If your employees have email addresses from multiple domains, you need to specify them on your organization's account for SSO to work. Contact Customer Care for assistance.
You can set up single sign-on (SSO) so your employees can sign into Peakon using their credentials from your identity management tool. Example: Okta. See Single sign-on overview for more information.
Peakon is deprecating the legacy app.peakon.com domain and replacing it with a unique subdomain per customer. Ensure that your SSO configuration reflects your organization's subdomain before August 2024. See more: Workday Peakon legacy domain retirement.
- Enable SSO in Peakon.
- Go to Administration > Integrations > Single Sign-On.
- Click Connect. The page will now display SSO configuration fields.
- Enter SSO Log-in URL.
- Copy the Entity ID and Reply URL (ACS) values, then enter them in the tool that you will use for SSO.
- (Optional) Enter SSO Log-out URL.
- Upload Certificate.
- Select an option in the Require single sign-on drop-down menu.
- (Optional) Force authentication to require anyone signing in to go through SSO, even if they have an active session.
- (Optional) Force legacy domain if you need to use the legacy domain app.peakon.com for the redirect URL. Note that when using this setting, the Entity ID and Reply URL settings won't update, but the functionality will work as intended.

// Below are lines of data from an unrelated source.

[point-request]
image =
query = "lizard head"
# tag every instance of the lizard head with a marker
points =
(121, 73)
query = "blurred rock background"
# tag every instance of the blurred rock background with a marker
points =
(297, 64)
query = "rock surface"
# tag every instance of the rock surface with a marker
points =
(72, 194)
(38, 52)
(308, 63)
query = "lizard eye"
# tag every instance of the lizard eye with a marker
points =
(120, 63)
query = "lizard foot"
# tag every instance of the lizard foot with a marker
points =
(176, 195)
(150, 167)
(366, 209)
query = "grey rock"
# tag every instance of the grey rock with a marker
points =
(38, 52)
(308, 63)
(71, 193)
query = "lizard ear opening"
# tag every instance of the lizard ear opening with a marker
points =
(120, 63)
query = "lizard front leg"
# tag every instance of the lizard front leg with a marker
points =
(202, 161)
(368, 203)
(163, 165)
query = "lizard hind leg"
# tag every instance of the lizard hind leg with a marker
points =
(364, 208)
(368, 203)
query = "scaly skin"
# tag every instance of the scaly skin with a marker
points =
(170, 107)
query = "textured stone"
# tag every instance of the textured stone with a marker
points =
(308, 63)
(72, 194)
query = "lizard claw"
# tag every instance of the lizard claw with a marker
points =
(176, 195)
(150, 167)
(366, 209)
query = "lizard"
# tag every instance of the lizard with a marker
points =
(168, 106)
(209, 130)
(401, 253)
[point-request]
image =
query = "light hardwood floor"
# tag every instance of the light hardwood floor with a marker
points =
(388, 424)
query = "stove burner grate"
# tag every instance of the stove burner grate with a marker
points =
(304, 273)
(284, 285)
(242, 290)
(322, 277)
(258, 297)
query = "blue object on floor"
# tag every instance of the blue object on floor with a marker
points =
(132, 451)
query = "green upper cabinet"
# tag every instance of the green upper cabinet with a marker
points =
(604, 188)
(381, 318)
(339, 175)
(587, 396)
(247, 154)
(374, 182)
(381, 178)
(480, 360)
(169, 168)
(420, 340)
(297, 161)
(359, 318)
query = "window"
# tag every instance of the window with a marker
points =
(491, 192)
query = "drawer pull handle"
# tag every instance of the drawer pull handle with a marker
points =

This setting provides easier adoption of subdomains for customers who use Okta or other SSO providers that don't allow multiple callback URLs. See this article for more details: Workday Peakon Legacy Domain Retirement (requires Workday Community access).
- Test SSO:
- Sign out of Peakon, then sign back in using your work email address and continue.
- Peakon should redirect you to the SSO page in your identity management tool, then redirect back to Peakon.